Motorsports Aluminum Fuel Tank

Numerical simulations, design, and full fabrication of the fuel tank

For the Illini Motorsports Formula SAE team I designed and fabricated our aluminum fuel tank. There were several constraints and considerations which guided the design. First and foremost, was driver safety. The fuel tank had to be packaged in such a way that any malfunction could not put the driver at risk. Additional packaging constraints required that the fuel tank had to compactly fit in it’s assigned area. In addition, serviceability was a key consideration in that the fuel tank needed to be easily accessed in the event of failures such as fuel pressure drops.

Beyond high-level qualitative measurements, fuel tank design also required consideration of the effects of fuel slosh and the weight of the tank. A thin aluminum sheet was selected to reduce weight while still ensuring the tank could be made without leaks.

Fuel slosh has the potential to cause dynamic fuel starvation issues and impact vehicle dynamics. To reduce fuel slosh internal baffling was used. To determine an effective baffling design I set up computational fluid dynamics situations which used inertial loads recorded during real racing events and observed the fuel slosh caused during different baffle designs. The effects of baffling could be measured by the amount of time that fuel was present at the designed outlet and the net kinetic energy of the fuel.

With both the internal and external geometries designed, I made the fabrication drawings, waterjet all of the sheet parts, hand-bent all sheet metal into it’s final shape, profiled the tubes for the filler neck of the tank, and welded the entire assembly. The fuel tank was then leak-tested under pressure to ensure that it would be safe under operating conditions.

Panel Testing

The finished fuel tank assembled into the car.
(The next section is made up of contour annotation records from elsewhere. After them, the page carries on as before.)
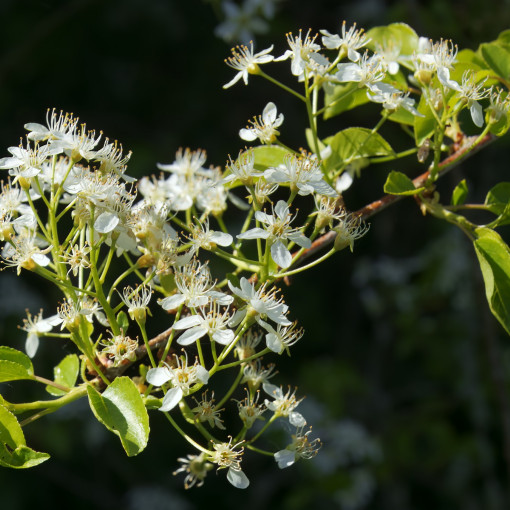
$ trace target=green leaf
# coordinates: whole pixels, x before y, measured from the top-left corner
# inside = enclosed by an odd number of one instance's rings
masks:
[[[371,39],[368,47],[377,51],[379,47],[400,48],[401,55],[412,55],[418,49],[418,35],[405,23],[374,27],[367,32]]]
[[[0,445],[0,466],[26,469],[37,466],[49,458],[47,453],[36,452],[28,446],[18,446],[11,451],[4,444]]]
[[[421,96],[416,109],[423,115],[423,117],[414,118],[414,140],[416,146],[420,147],[422,143],[434,133],[436,129],[436,119],[430,111],[430,107],[424,95]]]
[[[499,182],[489,190],[485,197],[485,205],[494,214],[502,214],[510,203],[510,182]]]
[[[53,369],[53,380],[62,386],[72,388],[76,384],[78,378],[78,372],[80,371],[80,360],[76,354],[69,354],[66,356],[54,369]],[[64,390],[59,390],[54,386],[46,386],[46,391],[50,395],[60,397],[66,395]]]
[[[32,379],[33,371],[14,361],[0,360],[0,382],[19,381],[21,379]]]
[[[510,79],[510,49],[499,42],[480,45],[480,53],[489,67],[503,80]]]
[[[466,201],[466,197],[468,194],[468,188],[466,179],[462,179],[462,181],[455,186],[455,189],[452,193],[452,205],[462,205]]]
[[[283,164],[285,156],[290,154],[288,150],[278,145],[260,145],[254,147],[252,150],[255,156],[255,168],[257,170],[277,167]]]
[[[34,366],[32,365],[32,361],[30,358],[21,351],[13,349],[12,347],[7,347],[6,345],[0,345],[0,361],[12,361],[25,367],[26,371],[30,375],[34,375]]]
[[[358,158],[393,154],[390,144],[379,133],[372,133],[367,128],[347,128],[323,141],[331,146],[332,151],[326,160],[327,170]]]
[[[475,231],[474,247],[485,282],[485,294],[493,315],[510,334],[510,249],[490,228]]]
[[[384,183],[384,192],[390,195],[416,195],[425,188],[415,188],[413,181],[402,172],[392,170]]]
[[[324,106],[328,107],[324,112],[324,119],[335,117],[342,112],[356,108],[356,106],[368,103],[368,101],[366,89],[359,88],[357,83],[337,85],[332,93],[326,93],[324,97]]]
[[[0,406],[0,443],[6,444],[13,450],[26,444],[21,425],[4,406]]]
[[[87,386],[95,417],[120,437],[129,457],[138,455],[149,440],[149,415],[142,396],[129,377],[118,377],[101,394]]]

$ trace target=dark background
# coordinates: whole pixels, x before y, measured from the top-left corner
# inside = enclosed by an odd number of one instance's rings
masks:
[[[281,1],[257,48],[274,44],[280,55],[286,32],[336,32],[346,19],[366,29],[404,21],[419,35],[476,49],[510,27],[509,4]],[[191,0],[1,0],[0,157],[19,143],[23,124],[43,123],[53,107],[132,150],[128,173],[136,177],[172,162],[181,146],[203,148],[208,163],[223,165],[244,145],[238,129],[270,100],[285,114],[282,139],[304,146],[298,129],[304,112],[292,98],[256,77],[249,87],[222,89],[233,76],[223,64],[230,45],[214,36],[221,19],[213,7]],[[292,84],[287,67],[274,69]],[[372,106],[347,115],[346,126],[373,126]],[[508,180],[508,150],[507,141],[498,141],[452,172],[439,187],[443,200],[461,178],[470,200],[483,200]],[[378,198],[390,169],[367,169],[346,193],[347,206]],[[414,160],[401,169],[411,176],[422,171]],[[58,297],[30,275],[16,279],[10,271],[0,276],[0,290],[2,343],[22,348],[16,325],[24,309],[53,313]],[[190,452],[161,416],[151,417],[146,451],[127,458],[78,402],[27,429],[28,443],[52,459],[32,470],[2,470],[2,508],[178,510],[213,501],[246,509],[509,507],[508,338],[488,311],[476,257],[460,232],[402,201],[372,220],[354,254],[333,257],[284,293],[306,334],[292,357],[279,359],[278,383],[307,395],[303,414],[324,443],[316,459],[281,471],[271,459],[247,454],[246,491],[220,471],[184,492],[182,476],[172,472],[177,457]],[[68,352],[45,342],[37,373],[50,377]],[[13,388],[4,386],[9,399]],[[16,398],[18,391],[30,398],[33,386],[17,384]]]

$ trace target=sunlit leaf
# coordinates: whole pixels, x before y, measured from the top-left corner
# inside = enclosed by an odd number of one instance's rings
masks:
[[[69,354],[53,369],[53,380],[61,386],[72,388],[76,384],[79,370],[80,360],[78,356],[76,354]],[[56,397],[66,394],[64,390],[59,390],[49,385],[46,386],[46,391]]]
[[[468,187],[466,183],[466,179],[462,179],[462,181],[455,186],[455,189],[452,193],[452,205],[462,205],[466,201],[466,197],[468,194]]]
[[[118,377],[103,393],[87,386],[96,418],[120,437],[129,457],[138,455],[149,440],[149,415],[142,396],[129,377]]]
[[[402,172],[392,170],[384,183],[384,192],[390,195],[416,195],[425,188],[416,188],[413,181]]]
[[[476,229],[474,247],[493,315],[510,334],[510,249],[490,228]]]

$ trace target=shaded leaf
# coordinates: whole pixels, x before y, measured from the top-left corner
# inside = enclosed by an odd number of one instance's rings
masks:
[[[53,380],[62,386],[72,388],[76,384],[78,372],[80,371],[80,360],[76,354],[69,354],[66,356],[54,369]],[[50,395],[59,397],[66,395],[64,390],[59,390],[54,386],[46,386],[46,391]]]
[[[331,156],[326,159],[328,170],[350,163],[358,158],[389,156],[390,144],[379,134],[367,128],[347,128],[324,140],[331,146]]]
[[[462,205],[466,201],[466,197],[468,194],[468,188],[466,184],[466,179],[462,179],[462,181],[455,186],[455,189],[452,193],[452,205]]]
[[[413,181],[402,172],[392,170],[384,183],[384,192],[390,195],[416,195],[425,188],[416,188]]]
[[[11,451],[4,444],[0,445],[0,466],[27,469],[37,466],[49,458],[47,453],[36,452],[28,446],[18,446]]]
[[[510,249],[490,228],[476,229],[474,247],[493,315],[510,334]]]
[[[101,394],[87,387],[89,403],[95,417],[120,437],[129,457],[138,455],[149,440],[149,415],[135,383],[118,377]]]

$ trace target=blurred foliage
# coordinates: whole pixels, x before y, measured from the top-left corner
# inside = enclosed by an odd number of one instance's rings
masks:
[[[130,175],[154,172],[180,146],[202,147],[209,163],[221,165],[243,146],[237,132],[245,119],[268,100],[285,113],[285,136],[305,145],[293,128],[302,113],[292,99],[280,102],[256,80],[221,89],[231,78],[223,65],[229,47],[213,35],[222,20],[208,2],[3,0],[0,18],[4,151],[24,123],[41,122],[55,107],[132,150]],[[474,48],[510,27],[510,2],[287,0],[257,47],[274,43],[280,54],[286,32],[336,31],[343,19],[367,29],[403,21],[420,35]],[[464,177],[471,198],[483,200],[506,172],[508,148],[502,140],[474,156],[439,191],[451,194]],[[346,193],[348,207],[378,198],[384,179],[370,169]],[[392,209],[373,219],[354,255],[342,252],[285,289],[306,334],[280,370],[308,395],[305,414],[324,442],[317,458],[284,471],[272,459],[254,460],[258,474],[246,492],[211,475],[185,493],[172,471],[187,452],[165,438],[163,417],[151,416],[160,439],[127,458],[77,402],[27,429],[35,449],[50,444],[54,455],[31,472],[2,471],[4,508],[187,510],[213,500],[246,510],[508,508],[510,466],[495,385],[508,391],[508,338],[490,315],[469,242],[422,218],[412,199]],[[11,276],[0,278],[2,343],[19,348],[23,310],[55,300],[33,279]],[[67,353],[51,342],[43,350],[48,367]]]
In retrospect, I cared a little too much about making it lightweight and used overly thin aluminum - I think it was 18 gauge. Since the tank needed to be fully leak-free, the thin aluminum stock resulted in a much longer welding time than was maybe worth it for the relative weight savings. Time may have been better spent focusing on other components, performing testing, or helping move the car towards being test-ready on other components.